AI emerges as ‘unofficial star’ at IFFI

PANAJI: The 56th edition of the International Film Festival of India still has its most compelling story unfolding not on the big screen but in the buzzing technical halls where artificial intelligence has unexpectedly taken centre stage.
What began as a series of specialised workshops has now become the cornerstone of industry conversations, making AI the “unofficial star” of this year’s festival.
Filmmakers, technicians, students and international industry professionals are thronging the sessions on AI, where the discussions veer from machine-assisted editing and generative visual effects to script analysis and AI-led planning of cinematography.
The air is more akin to a technology conference than a film festival, with attendees queueing up outside workshops well before the doors open. Several first-time attendees confess that they came to Goa mainly to understand the intersection of cinema and AI as a need-to-know rather than a nice-to-know experimentation.
The overriding feeling from these sessions is that AI is now not viewed as a threat to creative freedom, but as a game-changing collaborator.
For senior filmmakers, it’s described as “the new assistant director” - a tool which can condense weeks of pre-production into hours, make rapid visualisation possible, and offer independent creators the wherewithal to work in scales hitherto possible only with leading studios.

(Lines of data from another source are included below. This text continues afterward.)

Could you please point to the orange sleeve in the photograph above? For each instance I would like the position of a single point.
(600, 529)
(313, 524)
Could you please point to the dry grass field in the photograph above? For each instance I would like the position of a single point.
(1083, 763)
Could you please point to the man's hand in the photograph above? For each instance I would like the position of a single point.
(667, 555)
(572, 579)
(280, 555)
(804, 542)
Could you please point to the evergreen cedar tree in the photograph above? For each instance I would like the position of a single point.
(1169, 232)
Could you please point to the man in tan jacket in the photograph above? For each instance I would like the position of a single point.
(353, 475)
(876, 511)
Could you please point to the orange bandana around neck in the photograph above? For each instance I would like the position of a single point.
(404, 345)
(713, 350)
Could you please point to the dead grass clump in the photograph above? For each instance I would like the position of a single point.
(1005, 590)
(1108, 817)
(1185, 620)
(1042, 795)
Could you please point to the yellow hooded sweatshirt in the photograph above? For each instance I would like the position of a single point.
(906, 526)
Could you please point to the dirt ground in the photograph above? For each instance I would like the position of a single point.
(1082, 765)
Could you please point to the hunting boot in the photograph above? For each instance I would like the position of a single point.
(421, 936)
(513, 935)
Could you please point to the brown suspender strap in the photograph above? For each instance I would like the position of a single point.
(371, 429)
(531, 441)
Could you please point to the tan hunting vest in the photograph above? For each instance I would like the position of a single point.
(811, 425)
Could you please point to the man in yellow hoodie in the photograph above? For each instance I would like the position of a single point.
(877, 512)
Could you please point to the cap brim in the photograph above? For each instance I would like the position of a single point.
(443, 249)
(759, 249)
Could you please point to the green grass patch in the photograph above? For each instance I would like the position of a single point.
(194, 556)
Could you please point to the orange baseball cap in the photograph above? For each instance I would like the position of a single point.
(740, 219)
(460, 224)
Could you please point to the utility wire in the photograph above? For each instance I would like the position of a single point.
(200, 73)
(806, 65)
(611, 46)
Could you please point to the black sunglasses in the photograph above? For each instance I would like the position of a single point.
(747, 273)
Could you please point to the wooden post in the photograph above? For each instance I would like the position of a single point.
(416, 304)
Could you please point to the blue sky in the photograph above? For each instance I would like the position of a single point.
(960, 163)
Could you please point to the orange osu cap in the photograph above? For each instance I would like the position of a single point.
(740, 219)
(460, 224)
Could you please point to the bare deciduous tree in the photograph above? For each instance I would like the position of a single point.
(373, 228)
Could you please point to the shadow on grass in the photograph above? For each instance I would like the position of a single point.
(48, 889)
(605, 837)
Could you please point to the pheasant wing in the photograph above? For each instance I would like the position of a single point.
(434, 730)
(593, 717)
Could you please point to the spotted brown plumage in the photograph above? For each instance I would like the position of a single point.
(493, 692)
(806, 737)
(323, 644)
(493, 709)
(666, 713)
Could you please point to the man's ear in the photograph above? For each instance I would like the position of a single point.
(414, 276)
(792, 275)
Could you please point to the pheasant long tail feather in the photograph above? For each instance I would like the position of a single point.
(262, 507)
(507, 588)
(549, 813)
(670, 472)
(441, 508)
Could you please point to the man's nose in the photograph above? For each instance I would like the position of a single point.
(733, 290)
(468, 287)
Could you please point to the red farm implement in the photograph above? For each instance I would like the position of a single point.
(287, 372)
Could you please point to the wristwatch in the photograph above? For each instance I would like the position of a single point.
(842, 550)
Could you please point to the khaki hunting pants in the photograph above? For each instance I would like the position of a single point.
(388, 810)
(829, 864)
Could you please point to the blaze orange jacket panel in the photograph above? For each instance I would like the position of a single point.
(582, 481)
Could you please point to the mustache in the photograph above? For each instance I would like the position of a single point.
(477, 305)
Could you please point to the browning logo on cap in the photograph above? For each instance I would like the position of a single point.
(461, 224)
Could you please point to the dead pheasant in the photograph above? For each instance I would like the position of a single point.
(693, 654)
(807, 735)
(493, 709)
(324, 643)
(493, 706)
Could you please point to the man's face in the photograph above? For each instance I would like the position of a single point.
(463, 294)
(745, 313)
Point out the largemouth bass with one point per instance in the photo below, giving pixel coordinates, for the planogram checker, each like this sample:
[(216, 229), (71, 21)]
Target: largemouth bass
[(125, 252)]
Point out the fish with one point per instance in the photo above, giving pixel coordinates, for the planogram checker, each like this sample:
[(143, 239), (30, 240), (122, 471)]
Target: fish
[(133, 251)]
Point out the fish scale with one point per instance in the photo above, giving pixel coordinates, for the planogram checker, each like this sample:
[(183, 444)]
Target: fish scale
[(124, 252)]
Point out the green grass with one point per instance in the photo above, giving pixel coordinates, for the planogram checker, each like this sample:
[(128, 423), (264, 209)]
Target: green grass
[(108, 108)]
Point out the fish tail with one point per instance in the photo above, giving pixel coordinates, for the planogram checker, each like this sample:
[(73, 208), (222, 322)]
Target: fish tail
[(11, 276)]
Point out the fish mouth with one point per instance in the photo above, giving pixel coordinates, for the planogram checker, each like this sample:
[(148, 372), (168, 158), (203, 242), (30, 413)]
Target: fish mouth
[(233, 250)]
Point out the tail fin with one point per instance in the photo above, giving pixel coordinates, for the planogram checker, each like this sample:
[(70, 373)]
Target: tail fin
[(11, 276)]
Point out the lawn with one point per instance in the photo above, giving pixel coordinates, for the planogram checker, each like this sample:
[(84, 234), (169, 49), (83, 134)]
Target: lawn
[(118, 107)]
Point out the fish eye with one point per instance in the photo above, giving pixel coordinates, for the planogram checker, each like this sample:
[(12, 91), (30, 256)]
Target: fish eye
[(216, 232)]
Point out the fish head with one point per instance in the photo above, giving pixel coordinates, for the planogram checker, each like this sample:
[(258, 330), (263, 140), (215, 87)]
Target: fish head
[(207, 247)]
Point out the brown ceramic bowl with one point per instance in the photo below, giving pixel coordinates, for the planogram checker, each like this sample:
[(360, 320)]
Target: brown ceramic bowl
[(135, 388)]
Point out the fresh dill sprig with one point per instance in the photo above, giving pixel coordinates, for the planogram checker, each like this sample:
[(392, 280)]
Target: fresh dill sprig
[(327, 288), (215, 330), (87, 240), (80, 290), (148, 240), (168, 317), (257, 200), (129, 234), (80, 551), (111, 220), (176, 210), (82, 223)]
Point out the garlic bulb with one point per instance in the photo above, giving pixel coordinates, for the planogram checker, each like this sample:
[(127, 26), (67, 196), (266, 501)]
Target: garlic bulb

To directors like Shekhar Kapur and Vishal Bhardwaj, who have spoken at IFFI in detail on technological disruption, this coming together of AI means an opportunity for India to lead the global creative revolution, not follow it.

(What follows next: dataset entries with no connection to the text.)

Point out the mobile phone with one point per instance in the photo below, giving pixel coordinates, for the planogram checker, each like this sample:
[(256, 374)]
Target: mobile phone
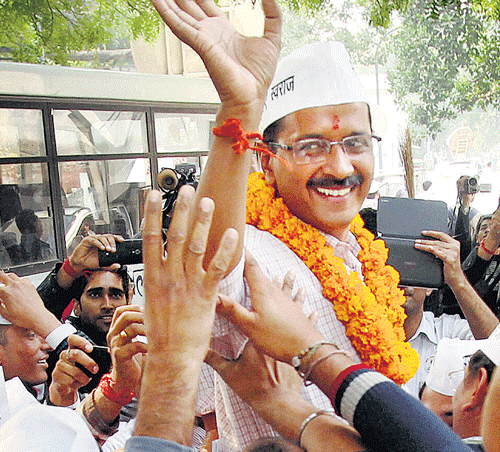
[(127, 252), (99, 354), (400, 221)]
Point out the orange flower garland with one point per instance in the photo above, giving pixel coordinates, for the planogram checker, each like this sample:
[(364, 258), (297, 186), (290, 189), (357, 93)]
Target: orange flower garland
[(371, 310)]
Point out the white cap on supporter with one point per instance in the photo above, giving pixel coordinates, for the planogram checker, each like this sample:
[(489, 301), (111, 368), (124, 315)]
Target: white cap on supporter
[(45, 428), (315, 75), (452, 357)]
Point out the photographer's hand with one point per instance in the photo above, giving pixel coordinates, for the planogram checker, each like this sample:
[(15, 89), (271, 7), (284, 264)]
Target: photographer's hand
[(86, 256), (481, 319), (67, 378)]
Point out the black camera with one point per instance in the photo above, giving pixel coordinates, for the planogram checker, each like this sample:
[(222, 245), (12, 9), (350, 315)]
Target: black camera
[(469, 185), (170, 180)]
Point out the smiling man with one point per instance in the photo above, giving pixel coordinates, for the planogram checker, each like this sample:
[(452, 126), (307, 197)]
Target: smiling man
[(95, 296), (299, 213), (24, 354)]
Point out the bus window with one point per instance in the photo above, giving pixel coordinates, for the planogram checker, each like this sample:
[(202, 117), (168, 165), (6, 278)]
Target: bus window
[(99, 132), (21, 133), (182, 132), (103, 196), (27, 228)]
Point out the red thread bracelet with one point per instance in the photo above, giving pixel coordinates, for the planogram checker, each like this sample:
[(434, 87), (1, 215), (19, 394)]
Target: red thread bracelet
[(66, 266), (106, 386), (483, 246), (231, 128)]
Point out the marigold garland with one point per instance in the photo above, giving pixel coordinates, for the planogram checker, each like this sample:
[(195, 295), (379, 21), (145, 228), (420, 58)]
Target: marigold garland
[(371, 311)]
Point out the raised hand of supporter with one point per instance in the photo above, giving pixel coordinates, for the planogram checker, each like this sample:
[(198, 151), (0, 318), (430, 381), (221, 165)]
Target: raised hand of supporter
[(67, 378), (85, 256), (22, 306), (240, 67), (276, 325), (179, 312), (447, 249), (258, 379), (492, 240), (127, 353)]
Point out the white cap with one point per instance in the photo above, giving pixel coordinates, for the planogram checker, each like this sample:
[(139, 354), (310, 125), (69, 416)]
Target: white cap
[(315, 75), (452, 357), (45, 428)]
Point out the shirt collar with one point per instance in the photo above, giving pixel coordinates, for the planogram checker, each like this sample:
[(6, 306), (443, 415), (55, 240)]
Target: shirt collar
[(347, 251), (426, 327)]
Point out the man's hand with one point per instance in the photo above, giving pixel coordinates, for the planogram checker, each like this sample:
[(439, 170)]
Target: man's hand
[(276, 325), (126, 353), (180, 295), (492, 240), (179, 313), (447, 249), (67, 378), (22, 306), (240, 67), (263, 383)]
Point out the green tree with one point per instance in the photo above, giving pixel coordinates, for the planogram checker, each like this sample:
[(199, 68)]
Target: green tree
[(49, 31), (440, 67), (381, 11)]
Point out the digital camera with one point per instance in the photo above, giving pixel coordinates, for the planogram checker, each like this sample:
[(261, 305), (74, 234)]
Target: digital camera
[(469, 185), (170, 180)]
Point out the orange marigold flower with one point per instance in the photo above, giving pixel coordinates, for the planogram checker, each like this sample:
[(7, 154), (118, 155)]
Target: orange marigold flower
[(370, 309)]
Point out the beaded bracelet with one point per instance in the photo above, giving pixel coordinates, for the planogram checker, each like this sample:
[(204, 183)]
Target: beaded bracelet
[(308, 372), (306, 355), (483, 246), (106, 386), (72, 273), (309, 419)]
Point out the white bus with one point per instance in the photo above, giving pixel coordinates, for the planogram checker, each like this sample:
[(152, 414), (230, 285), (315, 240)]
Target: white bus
[(79, 148)]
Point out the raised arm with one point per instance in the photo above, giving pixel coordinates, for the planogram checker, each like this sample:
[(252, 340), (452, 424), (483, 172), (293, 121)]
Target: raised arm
[(481, 319), (241, 69), (178, 317)]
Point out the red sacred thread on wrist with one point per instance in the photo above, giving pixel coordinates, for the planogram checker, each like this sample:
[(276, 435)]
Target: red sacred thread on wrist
[(483, 246), (231, 128), (106, 387), (341, 377), (66, 266)]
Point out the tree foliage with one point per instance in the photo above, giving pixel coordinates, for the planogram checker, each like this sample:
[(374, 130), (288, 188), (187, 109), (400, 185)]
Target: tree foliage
[(444, 66), (381, 11), (48, 31)]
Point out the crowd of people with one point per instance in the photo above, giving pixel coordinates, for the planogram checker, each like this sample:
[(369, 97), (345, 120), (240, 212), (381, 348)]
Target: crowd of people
[(271, 321)]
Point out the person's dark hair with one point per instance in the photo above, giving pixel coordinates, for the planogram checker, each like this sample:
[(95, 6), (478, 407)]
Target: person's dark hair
[(79, 284), (480, 222), (479, 360), (26, 221)]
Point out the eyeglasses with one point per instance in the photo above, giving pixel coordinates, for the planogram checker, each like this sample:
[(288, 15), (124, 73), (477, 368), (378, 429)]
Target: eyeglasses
[(315, 150)]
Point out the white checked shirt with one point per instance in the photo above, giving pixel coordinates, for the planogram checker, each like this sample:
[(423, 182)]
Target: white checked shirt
[(238, 425), (425, 340)]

Another overriding thread weaving through this year’s discussions is sustainability. AI-driven virtual location scouting, predictive scheduling, and smart crowd simulation are being positioned as ways to cut down on waste and further minimise the environmental impact of filmmaking.
Festival officials suggest that sustainability could soon become a formal category at IFFI, one that is heavily influenced by emerging technologies.
In many ways, IFFI 56 represents a turning point. While the festival continues with its schedule of celebrating artistic excellence and cinematic diversity, its most enduring legacy this year might be in the way it prepares filmmakers to carry on their work in a future when storytelling and intelligent technologies evolve side by side.
If earlier editions celebrated content, this one is firmly focused on preparing the creators of tomorrow.